La réforme des retraites représente un enjeu décisif puisqu’elle porte sur 14 % du PIB et conditionne la soutenabilité des finances publiques en raison d’un déficit structurel de 1 % du PIB. Après dix-huit mois de discussions qui ont abouti au rapport Delevoye, elle n’a pour l’instant accouché que d’une nouvelle concertation et du report à 2025 de sa mise en œuvre et à 2040 de la mise en place effective d’un régime universel par points. En l’absence de relèvement de l’âge de la retraite, il est impossible de rétablir l’équilibre financier du système, qui spolie les jeunes générations. Pour l’heure, sous couvert de régime universel, la seule mesure opérationnelle est la confiscation par l’État des 140 milliards d’euros de réserves accumulées par les régimes excédentaires pour financer les retraites des fonctionnaires et des titulaires des régimes spéciaux, abondés par le budget à hauteur de 5,5 milliards par an.
Le deuxième artifice réside dans l’achat de la paix sociale. La sortie de la crise des « gilets jaunes » s’est effectuée au prix de 22 milliards d’euros de dépenses publiques supplémentaires. L’objectif modeste d’une réduction d’ici à 2022 de 120 000 postes de fonctionnaires sur 5,6 millions a disparu. Le basculement vers les taux négatifs a entraîné le renoncement à toute discipline en matière de dépense ou de dette publiques. Or la réforme de l’État et de la fonction publique est la clé de la modernisation du modèle français.
Enfin, deux déplacements traditionnels pour masquer le renoncement aux réformes ont été effectués. Déplacement du champ économique et social vers le terrain sociétal avec le projet de loi sur la PMA. Déplacement de l’immobilisme en politique intérieure vers l’activisme diplomatique, du Brexit au G7 en passant par la défense du multilatéralisme contre Donald Trump, le dialogue renoué avec la Russie, la médiation avec l’Iran ou la mise en cause de Jair Bolsonaro dans les incendies qui dévastent l’Amazonie.
Le changement de méthode n’est pas moins spectaculaire avec le nouveau rôle conféré au premier ministre qui, à défaut de conduire la politique de la nation, en devient le médiateur central. Simultanément, le grand débat devient un mode de gouvernement permanent, appliqué aux retraites comme à la protection de l’environnement, à l’insertion professionnelle ou à l’usage des pesticides. Enfin, les maires, hier vilipendés et méprisés, se voient réhabilités comme l’ultime rempart de la stabilité sociale.

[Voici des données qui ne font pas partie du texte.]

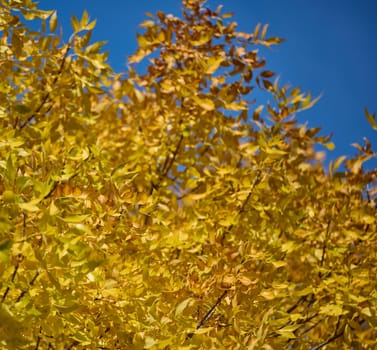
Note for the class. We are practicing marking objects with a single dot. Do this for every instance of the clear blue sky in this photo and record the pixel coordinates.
(331, 49)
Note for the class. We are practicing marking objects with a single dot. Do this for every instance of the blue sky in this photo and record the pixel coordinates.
(330, 49)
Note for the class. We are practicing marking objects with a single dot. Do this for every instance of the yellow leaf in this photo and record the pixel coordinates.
(74, 219)
(30, 206)
(330, 146)
(53, 21)
(205, 103)
(181, 306)
(213, 64)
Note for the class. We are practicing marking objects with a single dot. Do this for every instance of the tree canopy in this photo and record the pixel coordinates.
(171, 206)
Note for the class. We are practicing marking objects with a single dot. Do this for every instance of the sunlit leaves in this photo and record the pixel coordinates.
(171, 208)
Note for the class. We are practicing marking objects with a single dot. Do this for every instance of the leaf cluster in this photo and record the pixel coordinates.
(166, 208)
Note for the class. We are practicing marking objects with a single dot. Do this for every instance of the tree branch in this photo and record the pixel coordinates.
(208, 315)
(47, 94)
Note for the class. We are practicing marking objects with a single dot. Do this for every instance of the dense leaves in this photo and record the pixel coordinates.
(164, 208)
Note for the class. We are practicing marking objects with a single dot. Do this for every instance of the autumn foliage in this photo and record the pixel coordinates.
(171, 206)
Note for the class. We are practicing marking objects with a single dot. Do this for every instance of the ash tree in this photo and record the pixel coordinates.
(167, 207)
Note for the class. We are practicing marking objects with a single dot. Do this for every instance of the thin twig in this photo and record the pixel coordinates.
(324, 247)
(208, 315)
(12, 280)
(22, 294)
(47, 94)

À court terme, les résultats positifs sur la popularité d’Emmanuel Macron sont incontestables. À long terme, il en va tout autrement pour le pays. L’adieu aux réformes enterre le redressement de la France et avec lui la relance de l’Europe mais aussi la mise en échec durable des populistes : l’éradication des causes de leur succès suppose en effet des transformations majeures qui sont désormais écartées. La seule cohérence du quinquennat d’Emmanuel Macron demeure donc la personnalisation extrême du pouvoir et la surexposition du président. Au service d’un nouveau de Gaulle, elles seraient critiquables mais admissibles. Au service d’un moderne Docteur Queuille, pour qui « la politique ne consiste pas à faire taire les problèmes mais à faire taire ceux qui les posent », elles ne peuvent que faire le jeu des extrémistes.